Our idea of the job market (even because of the crisis) is much more borderless and not Medicean, we get to see more things faster and therefore we have less awe for someone who has made it to the top in a “old school” kind of way. We admire high-tech geniuses who have always though outside of the box. Ideologies and factions are becoming slogans shouted out in the 1960s and not filters through which we define every aspect of our life (and in Italy politics are so important that still there are people who hang out only with those who think like them or take decisions based on their political beliefs).

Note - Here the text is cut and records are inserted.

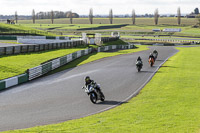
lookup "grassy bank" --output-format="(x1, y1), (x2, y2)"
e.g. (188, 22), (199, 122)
(48, 46), (148, 74)
(0, 23), (55, 36)
(0, 48), (85, 80)
(3, 47), (200, 133)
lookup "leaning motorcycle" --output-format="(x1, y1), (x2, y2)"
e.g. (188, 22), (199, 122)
(136, 61), (143, 72)
(82, 83), (105, 104)
(153, 53), (158, 61)
(149, 58), (154, 67)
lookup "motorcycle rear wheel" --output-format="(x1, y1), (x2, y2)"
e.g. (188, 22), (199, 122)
(90, 93), (97, 104)
(100, 92), (105, 102)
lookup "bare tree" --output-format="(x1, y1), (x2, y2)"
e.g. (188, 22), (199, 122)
(15, 11), (18, 23)
(69, 11), (73, 24)
(177, 7), (181, 25)
(89, 8), (94, 24)
(196, 14), (200, 28)
(154, 8), (159, 25)
(109, 9), (113, 24)
(132, 9), (136, 24)
(51, 10), (54, 24)
(32, 9), (35, 24)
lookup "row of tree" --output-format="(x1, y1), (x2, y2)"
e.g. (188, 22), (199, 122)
(15, 7), (187, 25)
(89, 7), (181, 25)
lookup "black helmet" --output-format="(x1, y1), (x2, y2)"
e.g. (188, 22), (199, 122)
(85, 76), (90, 82)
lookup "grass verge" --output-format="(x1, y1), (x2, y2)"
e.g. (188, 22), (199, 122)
(48, 45), (148, 74)
(0, 48), (85, 80)
(2, 47), (200, 133)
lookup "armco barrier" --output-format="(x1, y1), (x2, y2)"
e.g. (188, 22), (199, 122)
(0, 45), (135, 91)
(0, 73), (28, 91)
(0, 40), (83, 55)
(98, 44), (135, 52)
(28, 48), (92, 80)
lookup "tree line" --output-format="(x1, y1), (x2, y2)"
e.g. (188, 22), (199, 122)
(8, 7), (200, 25)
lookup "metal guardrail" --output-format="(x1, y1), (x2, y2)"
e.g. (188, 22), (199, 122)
(0, 44), (135, 91)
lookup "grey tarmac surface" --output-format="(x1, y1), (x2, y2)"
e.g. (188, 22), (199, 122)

Kids get to see political debates held in the US and how different the campaigns are, how many more rules and checks and balances are there to make sure nothing goes too overboard, they get to follow foreign presidents on a regular basis that make compromises without constantly slandering his adversaries. They get to create a software, edit a video in a few minutes and figure out first hand how powerful it can be on others.
Although the catholic mindset is still very much there, obviously we are moving further.
Instead of Berlusconi’s vulgar jokes we are much more likely to note down this Steve Jobs’ quote: Being the richest man in the cemetery doesn't matter to me. Going to bed at night saying we've done something wonderful, that's what matters to me.